Über den Energieverbrauch seiner Schulen und Verwaltungsgebäude führt der Landkreis seit Jahren genauestens Buch. Dank gezielter Investitionen in Dämmung, Dach und Fenster sowie Heizung und Beleuchtung ging der Verbrauch an Heizenergie in den Schulgebäuden seit 2003 um rund ein Viertel zurück – trotz eines Flächenzuwachses von 11.200 Quadratmeter. So steht es im Energiebericht 2021, den Meyers Abteilung alljährlich erstellt. Dabei werden die jährlichen Kilowattstunden durch sogenannte Gradtagszahlen witterungsbereinigt; als Stellschrauben bleiben damit vor allem Haustechnik und Nutzerverhalten.
Mehr lüften, mehr heizen
Laut Energiebericht hat die Pandemie zu Sondereffekten geführt, was die Vergleichbarkeit zu den Vorjahren erschwert. So ließen Home Schooling und Home Office den Stromverbrauch zunächst sinken. Inzwischen aber deutet sich – auch durch den Ausbau der digitalen Ausstattung – bei der Elektrizität eine Trendumkehr an. Anders verhält es sich bei der Heizenergie: Häufigeres Lüften ließ den zuletzt rückläufigen Verbrauch seit Corona wieder ansteigen. Bei den Sporthallen wurde Energie gespart wegen der geringeren Auslastung.

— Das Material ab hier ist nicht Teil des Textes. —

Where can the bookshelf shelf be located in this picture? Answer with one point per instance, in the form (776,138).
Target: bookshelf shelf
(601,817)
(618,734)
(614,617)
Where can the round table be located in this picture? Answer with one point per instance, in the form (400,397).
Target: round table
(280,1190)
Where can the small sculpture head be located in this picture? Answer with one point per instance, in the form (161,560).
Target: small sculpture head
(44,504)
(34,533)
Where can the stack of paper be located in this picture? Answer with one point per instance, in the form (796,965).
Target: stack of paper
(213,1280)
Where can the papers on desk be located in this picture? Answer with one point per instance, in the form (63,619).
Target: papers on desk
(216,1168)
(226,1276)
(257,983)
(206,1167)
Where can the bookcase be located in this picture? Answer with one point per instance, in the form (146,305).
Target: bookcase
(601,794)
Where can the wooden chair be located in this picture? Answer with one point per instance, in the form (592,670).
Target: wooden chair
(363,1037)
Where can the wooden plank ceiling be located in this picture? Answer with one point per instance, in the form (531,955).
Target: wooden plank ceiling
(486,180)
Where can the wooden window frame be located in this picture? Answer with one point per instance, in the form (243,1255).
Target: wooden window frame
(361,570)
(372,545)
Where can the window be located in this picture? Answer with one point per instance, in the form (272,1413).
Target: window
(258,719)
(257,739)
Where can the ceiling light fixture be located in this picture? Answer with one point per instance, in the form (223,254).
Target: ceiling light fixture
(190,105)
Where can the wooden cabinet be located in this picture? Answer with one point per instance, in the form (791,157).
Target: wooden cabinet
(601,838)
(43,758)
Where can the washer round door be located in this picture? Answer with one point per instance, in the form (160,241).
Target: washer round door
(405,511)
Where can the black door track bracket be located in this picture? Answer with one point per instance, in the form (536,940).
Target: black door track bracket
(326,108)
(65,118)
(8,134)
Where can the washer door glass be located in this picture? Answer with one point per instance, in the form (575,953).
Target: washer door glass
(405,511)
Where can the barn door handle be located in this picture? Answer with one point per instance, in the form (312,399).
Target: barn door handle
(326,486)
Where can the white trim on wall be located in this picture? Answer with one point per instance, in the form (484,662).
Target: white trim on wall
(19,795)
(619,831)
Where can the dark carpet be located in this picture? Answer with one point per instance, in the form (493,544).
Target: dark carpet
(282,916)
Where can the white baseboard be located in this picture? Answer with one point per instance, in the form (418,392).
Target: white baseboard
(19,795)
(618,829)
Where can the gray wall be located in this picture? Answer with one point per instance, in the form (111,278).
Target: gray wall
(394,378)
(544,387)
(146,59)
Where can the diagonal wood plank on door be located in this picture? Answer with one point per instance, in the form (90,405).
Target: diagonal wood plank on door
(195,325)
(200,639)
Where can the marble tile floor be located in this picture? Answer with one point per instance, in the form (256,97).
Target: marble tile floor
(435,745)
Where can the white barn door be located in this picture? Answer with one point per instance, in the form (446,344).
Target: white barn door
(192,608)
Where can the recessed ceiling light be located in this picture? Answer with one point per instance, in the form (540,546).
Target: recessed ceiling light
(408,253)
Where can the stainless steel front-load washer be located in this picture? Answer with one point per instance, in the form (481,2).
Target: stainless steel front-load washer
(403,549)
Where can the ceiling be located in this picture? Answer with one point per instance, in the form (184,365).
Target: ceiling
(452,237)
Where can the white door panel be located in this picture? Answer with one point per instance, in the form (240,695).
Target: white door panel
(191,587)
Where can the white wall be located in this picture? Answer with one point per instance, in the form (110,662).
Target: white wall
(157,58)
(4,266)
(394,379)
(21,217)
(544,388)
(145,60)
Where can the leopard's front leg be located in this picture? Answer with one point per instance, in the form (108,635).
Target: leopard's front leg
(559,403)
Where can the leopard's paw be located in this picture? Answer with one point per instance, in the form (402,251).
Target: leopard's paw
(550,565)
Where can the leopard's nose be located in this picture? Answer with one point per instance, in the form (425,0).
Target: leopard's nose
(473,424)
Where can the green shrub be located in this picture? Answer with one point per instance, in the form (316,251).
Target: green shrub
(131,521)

Eine besondere Rolle spielen zudem die bislang drei Solardächer, die ungefähr gleiche Leistungsstärke haben. Auf BBS-Sporthalle, Pestalozzihalle und IGS-Oberstufe Lilienthal wurden 2021 insgesamt 70.045 Kilowattstunden Strom produziert. Das entspricht dem Verbrauch von fast 20 mittleren Einfamilienhäusern und einer CO2-Ersparnis von 29,9 Tonnen. Der Strom der Anlage auf der BBS-Halle konnte zu 99,8 Prozent in Halle und BBS verbraucht werden; beim Oberstufenhaus gingen gut 44 Prozent in die Eigenversorgung und bei der Pestalozzi-Anlage nicht ganz 24 Prozent.
Weitere Solardächer geplant
Thore Meyers Abteilung arbeitet mittlerweile an einer Roadmap, um die Fotovoltaik im Zuge künftiger Gebäudesanierungen mittelfristig weiter auszubauen. "Zu den Haushaltsberatungen Anfang November wollen wir einen Vorschlag machen", so der Immobilienmanager. Ein Kandidat könnte das Dach am Gymnasium Lilienthal sein. Doch auch das Kreishaus I ist ein Sorgenkind; sein Nebengebäude ist energetisch auf 1980er-Jahre-Standard. Außerdem auf Meyers Zettel: Fassadendichtung, sommerlicher Wärmeschutz sowie effizientere LED-Lampen.